Die Arbeiten im Projekt umfassten folgende Bereiche:

  • Aufbau und Betrieb eines Videotechnik-Servicezentrums und eines Testlabors für Videokommunikation und Cross-Conferencing, die sich für Lehre und Weiterbildung in Hochschulen und Unternehmen eignen;
  • Entwicklung und Untersuchung von Anwendungsszenarien und Bussiness-Case-Lösungen für Audio-Video-Kommunikationssysteme;
  • Weiterentwicklung und Nutzung von Standards im Bereich der Videokonferenz- und Kompressionstechnologien der nächsten Generation.

In den ersten Projektmonaten waren in erster Linie Großkundenaufträge beim Projektpartner zu bearbeiten. Hierzu zählten Projekte wie z.B. eine komplexe Mehrpunkt-Kommunikationslösung für die Deutsche Presseagentur (dpa) und die Planung und Ausstattung einer neuartigen HDV-Videokonferenz-Lösung an vier Standorten für das Universitätsklinikum Charité. Weitere Einsatzgebiete waren die Beratung zu und Planung von Audio- und Videokonferenzlösungen, deren Lieferung und Inbetriebnahme, die Schulung der Anwender und Administratoren, der Betrieb einer entsprechenden Hotline, Service und Wartungsarbeiten, Videoübertragungs-Events, VideoNews sowie technische Workshops.

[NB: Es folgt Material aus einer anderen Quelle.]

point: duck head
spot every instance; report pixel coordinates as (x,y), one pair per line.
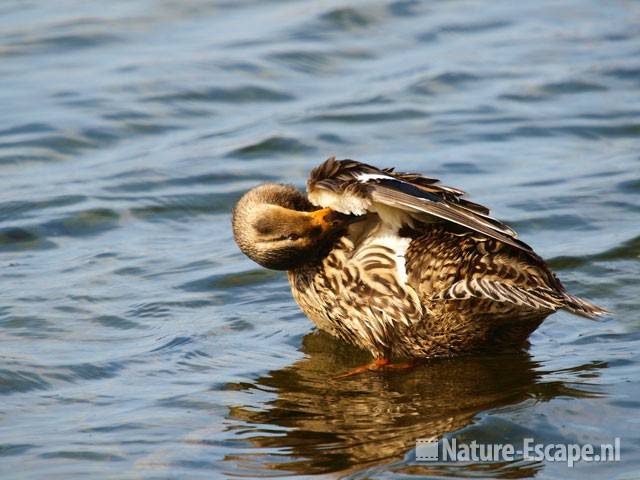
(278,228)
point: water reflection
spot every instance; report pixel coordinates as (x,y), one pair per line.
(324,425)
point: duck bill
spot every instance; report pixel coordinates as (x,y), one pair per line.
(328,219)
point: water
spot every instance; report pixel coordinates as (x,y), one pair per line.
(138,342)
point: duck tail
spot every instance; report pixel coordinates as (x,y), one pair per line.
(583,308)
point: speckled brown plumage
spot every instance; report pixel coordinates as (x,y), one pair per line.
(423,272)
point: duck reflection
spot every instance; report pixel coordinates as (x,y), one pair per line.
(326,425)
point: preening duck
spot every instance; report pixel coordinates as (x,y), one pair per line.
(398,264)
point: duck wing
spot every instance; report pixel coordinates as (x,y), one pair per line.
(356,188)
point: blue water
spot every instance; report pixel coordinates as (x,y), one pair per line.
(136,341)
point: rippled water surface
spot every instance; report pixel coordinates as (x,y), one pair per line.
(136,341)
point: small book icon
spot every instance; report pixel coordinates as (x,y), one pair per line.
(426,450)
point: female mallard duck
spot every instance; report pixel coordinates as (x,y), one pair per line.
(399,265)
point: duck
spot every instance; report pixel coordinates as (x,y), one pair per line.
(400,265)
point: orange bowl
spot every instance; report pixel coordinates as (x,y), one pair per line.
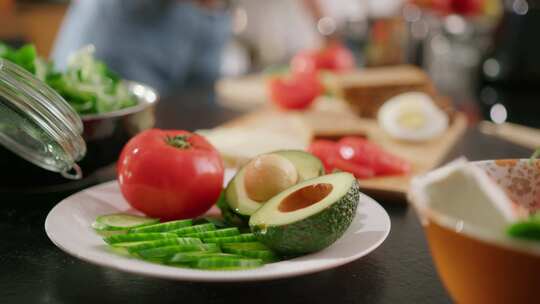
(479,266)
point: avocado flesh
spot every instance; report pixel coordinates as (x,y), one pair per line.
(236,206)
(311,228)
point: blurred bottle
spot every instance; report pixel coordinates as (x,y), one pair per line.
(510,71)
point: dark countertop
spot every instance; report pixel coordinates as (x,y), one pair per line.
(400,271)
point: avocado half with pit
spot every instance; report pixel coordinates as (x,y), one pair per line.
(309,216)
(236,207)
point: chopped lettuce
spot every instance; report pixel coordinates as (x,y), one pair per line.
(87,84)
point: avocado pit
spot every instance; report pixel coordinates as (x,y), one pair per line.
(305,197)
(268,175)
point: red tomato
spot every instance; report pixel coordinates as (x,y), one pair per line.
(295,93)
(365,153)
(305,61)
(358,171)
(334,57)
(326,151)
(462,7)
(170,174)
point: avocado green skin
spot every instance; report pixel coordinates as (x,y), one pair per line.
(315,232)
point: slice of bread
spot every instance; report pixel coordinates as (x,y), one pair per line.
(366,90)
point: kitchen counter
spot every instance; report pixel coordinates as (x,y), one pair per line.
(399,271)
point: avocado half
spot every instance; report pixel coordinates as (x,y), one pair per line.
(236,207)
(309,216)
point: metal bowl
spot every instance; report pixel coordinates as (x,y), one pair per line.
(105,135)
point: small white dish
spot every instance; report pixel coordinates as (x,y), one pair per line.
(68,227)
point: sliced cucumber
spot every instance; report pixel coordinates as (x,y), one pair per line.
(136,246)
(121,221)
(226,263)
(246,237)
(167,251)
(194,229)
(188,257)
(265,255)
(215,233)
(246,246)
(138,237)
(163,227)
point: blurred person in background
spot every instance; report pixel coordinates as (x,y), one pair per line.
(167,44)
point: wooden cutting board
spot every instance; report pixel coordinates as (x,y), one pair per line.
(330,121)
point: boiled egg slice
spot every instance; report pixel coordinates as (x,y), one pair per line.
(412,116)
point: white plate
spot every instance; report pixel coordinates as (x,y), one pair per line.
(68,227)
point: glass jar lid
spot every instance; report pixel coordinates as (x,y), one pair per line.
(38,124)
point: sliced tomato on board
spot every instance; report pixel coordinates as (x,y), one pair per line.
(358,171)
(334,57)
(295,92)
(326,151)
(363,152)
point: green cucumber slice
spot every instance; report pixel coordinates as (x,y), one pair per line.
(121,221)
(136,246)
(138,237)
(163,227)
(528,229)
(265,255)
(246,237)
(215,233)
(246,246)
(188,257)
(167,251)
(226,263)
(194,229)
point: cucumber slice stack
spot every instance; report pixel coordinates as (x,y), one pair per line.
(118,223)
(182,244)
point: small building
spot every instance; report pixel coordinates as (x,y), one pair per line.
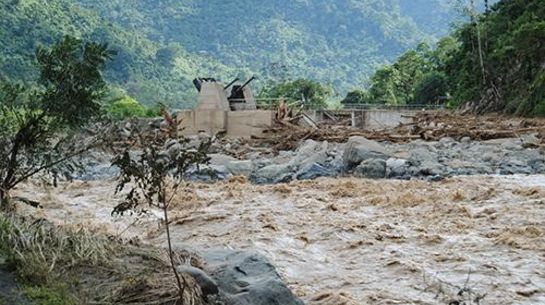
(236,115)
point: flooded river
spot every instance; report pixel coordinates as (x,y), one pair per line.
(352,241)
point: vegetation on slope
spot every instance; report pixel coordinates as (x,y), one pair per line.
(495,63)
(147,70)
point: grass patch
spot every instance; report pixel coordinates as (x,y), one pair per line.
(65,266)
(48,296)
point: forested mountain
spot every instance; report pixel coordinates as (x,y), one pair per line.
(144,68)
(495,63)
(337,42)
(163,44)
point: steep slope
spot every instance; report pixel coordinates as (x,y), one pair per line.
(339,42)
(148,70)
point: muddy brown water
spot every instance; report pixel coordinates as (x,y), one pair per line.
(351,241)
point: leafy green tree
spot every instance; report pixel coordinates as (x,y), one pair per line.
(431,89)
(125,107)
(356,97)
(154,177)
(69,96)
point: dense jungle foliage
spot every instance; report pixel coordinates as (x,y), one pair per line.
(495,63)
(163,44)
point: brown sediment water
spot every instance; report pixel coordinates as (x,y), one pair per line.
(351,241)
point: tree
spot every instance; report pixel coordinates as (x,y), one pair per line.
(71,87)
(432,88)
(356,97)
(155,175)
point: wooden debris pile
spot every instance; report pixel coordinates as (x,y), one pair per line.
(429,126)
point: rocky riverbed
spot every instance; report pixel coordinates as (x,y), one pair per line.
(360,157)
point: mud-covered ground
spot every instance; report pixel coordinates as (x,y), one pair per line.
(352,241)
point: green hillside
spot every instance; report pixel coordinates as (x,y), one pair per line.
(150,71)
(163,44)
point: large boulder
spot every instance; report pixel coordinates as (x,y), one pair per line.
(371,168)
(276,173)
(246,278)
(240,168)
(310,152)
(220,159)
(313,171)
(396,168)
(207,284)
(359,149)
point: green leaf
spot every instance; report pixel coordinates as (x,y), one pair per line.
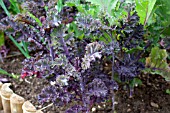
(157,62)
(168,91)
(144,9)
(6,73)
(35,18)
(59,5)
(135,82)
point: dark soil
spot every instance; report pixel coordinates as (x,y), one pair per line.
(150,97)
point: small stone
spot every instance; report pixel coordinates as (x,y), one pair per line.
(154,105)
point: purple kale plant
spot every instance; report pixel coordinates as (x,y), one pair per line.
(70,50)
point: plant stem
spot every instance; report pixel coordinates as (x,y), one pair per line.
(19,47)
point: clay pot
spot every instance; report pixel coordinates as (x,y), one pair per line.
(16,103)
(6,93)
(1,107)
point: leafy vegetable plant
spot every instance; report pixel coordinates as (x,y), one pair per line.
(86,48)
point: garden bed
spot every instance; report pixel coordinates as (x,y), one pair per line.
(150,97)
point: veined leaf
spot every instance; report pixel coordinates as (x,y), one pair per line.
(107,6)
(144,9)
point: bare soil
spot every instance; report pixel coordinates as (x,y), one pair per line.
(150,97)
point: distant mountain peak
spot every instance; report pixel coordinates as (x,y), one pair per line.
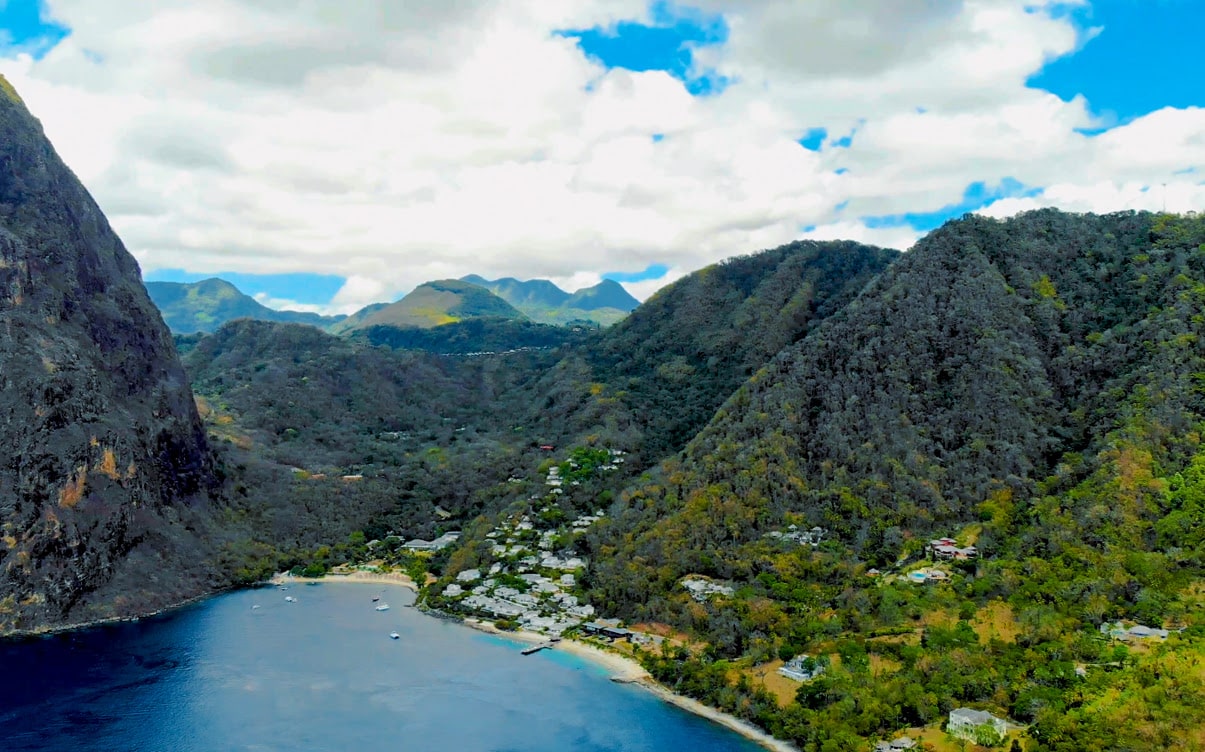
(541,300)
(188,307)
(441,301)
(606,294)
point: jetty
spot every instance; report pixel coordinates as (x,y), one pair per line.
(536,648)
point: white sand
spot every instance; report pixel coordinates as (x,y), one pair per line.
(357,577)
(628,670)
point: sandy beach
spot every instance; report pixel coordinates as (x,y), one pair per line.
(622,668)
(627,670)
(360,577)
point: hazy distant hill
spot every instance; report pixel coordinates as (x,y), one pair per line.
(606,303)
(204,306)
(356,319)
(444,301)
(521,293)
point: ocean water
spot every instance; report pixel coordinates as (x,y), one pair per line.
(322,674)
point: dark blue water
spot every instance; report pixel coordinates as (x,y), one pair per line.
(322,674)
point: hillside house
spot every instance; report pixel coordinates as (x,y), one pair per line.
(946,548)
(701,589)
(974,724)
(1138,632)
(801,668)
(439,544)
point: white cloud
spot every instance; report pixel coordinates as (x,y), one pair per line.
(645,288)
(398,142)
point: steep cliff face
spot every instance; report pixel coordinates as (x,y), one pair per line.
(105,473)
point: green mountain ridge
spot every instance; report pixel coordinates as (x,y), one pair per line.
(206,305)
(1033,388)
(442,301)
(542,301)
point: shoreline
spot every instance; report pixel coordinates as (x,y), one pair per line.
(628,671)
(359,577)
(623,669)
(45,632)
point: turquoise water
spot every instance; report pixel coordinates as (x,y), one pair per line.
(322,674)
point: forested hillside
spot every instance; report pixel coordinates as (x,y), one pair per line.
(434,304)
(1032,387)
(540,300)
(1029,388)
(427,426)
(659,375)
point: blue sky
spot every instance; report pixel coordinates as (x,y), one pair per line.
(1133,58)
(1146,57)
(24,27)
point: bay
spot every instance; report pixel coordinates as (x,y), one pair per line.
(322,674)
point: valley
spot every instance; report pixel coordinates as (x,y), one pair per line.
(958,493)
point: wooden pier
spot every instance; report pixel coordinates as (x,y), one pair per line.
(536,648)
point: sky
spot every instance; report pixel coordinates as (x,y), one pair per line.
(325,154)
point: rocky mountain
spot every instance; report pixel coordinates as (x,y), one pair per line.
(106,475)
(188,307)
(444,301)
(540,300)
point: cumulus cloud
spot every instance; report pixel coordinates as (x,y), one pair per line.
(398,142)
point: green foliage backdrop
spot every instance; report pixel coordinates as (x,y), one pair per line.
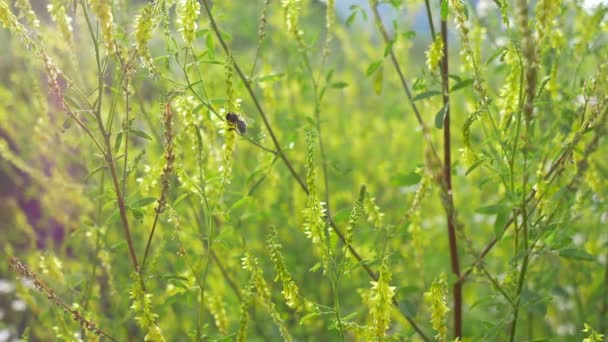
(135,204)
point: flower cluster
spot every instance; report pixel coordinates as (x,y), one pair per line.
(187,16)
(380,300)
(290,289)
(16,265)
(103,11)
(436,297)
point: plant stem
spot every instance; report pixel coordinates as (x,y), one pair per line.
(447,178)
(286,161)
(108,147)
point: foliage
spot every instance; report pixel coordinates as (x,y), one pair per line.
(161,162)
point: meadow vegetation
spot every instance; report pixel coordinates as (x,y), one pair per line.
(268,170)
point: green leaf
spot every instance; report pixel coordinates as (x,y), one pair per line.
(341,216)
(97,169)
(406,179)
(389,46)
(241,202)
(140,134)
(351,18)
(373,67)
(462,84)
(490,209)
(474,166)
(142,202)
(309,317)
(209,43)
(499,224)
(181,198)
(440,116)
(117,142)
(270,78)
(444,10)
(201,32)
(426,95)
(576,254)
(409,35)
(379,80)
(350,315)
(339,85)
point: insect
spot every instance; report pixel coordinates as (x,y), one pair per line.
(236,120)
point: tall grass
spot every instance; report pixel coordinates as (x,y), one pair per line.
(448,186)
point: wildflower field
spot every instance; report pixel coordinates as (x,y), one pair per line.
(303,170)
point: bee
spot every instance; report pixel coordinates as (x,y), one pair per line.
(236,120)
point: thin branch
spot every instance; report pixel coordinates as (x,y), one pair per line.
(447,178)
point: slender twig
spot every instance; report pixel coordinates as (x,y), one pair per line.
(288,164)
(257,104)
(23,269)
(558,165)
(404,84)
(108,146)
(447,178)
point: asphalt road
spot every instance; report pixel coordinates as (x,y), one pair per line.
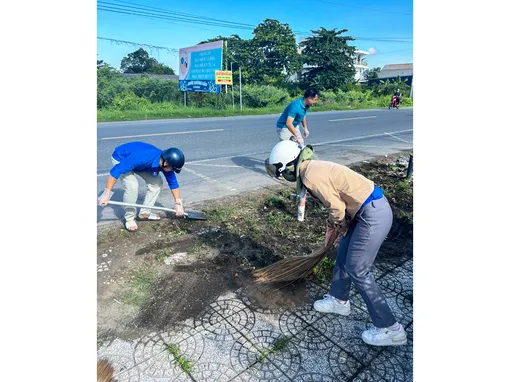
(225,156)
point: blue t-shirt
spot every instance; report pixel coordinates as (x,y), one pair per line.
(140,157)
(376,194)
(296,109)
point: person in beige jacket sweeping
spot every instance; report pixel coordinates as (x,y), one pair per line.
(361,216)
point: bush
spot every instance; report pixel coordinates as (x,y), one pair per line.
(326,97)
(129,101)
(257,96)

Hauptbestandteil der Projektarbeiten war die Eruierung einer HD-fähigen Videokonferenzumgebung auf Basis des H.323-Standards mit besonderem Augenmerk auf dem Funktionsumfang nach dem Stand der Technik sowie auf der Kompatibilität der Funktionen zwischen den Endgeräten.

Zur Mehrpunktfähigkeiten dieser Systeme mit externen Servern (Codian) wurden verschiedene Testreihen durchgeführt, in deren Ergebnis diverse Probleme in Bezug auf Bandbreite, Firewalls, Kompatibilität, Verschlüsselung sowie Nebenstellenidentifizierung entdeckt wurden. Dies lässt den Schluss zu, dass High-Definition-Konferenzsysteme noch kein Massenmarktprodukt sind und nur mit einer entsprechend qualifizieren Beratung als echte Infrastrukturlösung geplant und installiert werden können.

Im Rahmen der weiteren Forschungs- und Technologiearbeiten wurden u. a. folgende Arbeitsfelder untersucht:
  • Installation und Untersuchung Gatekeeper-Software in Verbindung zu den angebotenen Diensten im Deutschen Forschungsnetz (DFN);
  • Ausarbeitung und Konzeption von HDV-Konferenz-Lösungen;
  • Audioinstallationsplanung und digitale Übertragung;
  • Administration Mehrpunktkonferenzbrücke Codian und digitaler Videokonferenzrekorder;
  • Performancetests einer Mehrpunktkonferenz anhand der serverbasierten Spezialversion daViKo-Multipoint;
* Netzwerkstrom-Analysen;
* HDV über LAN;
* Video-Produktionen;
  • Streaming in heterogene Netze.

Projektlaufzeit

1.1.2006 - 31.12.2007

Projektleitung

  • Prof. Dr. Hans Cycon

Projektmitarbeiter/innen

  • Henrik Regensburg

Kooperationspartner

  • AVN Solution

Mittelgeber

Senatsverwaltung für Wirtschaft, Technologie und Frauen

Förderprogramme

Europäischer Sozialfonds (ESF)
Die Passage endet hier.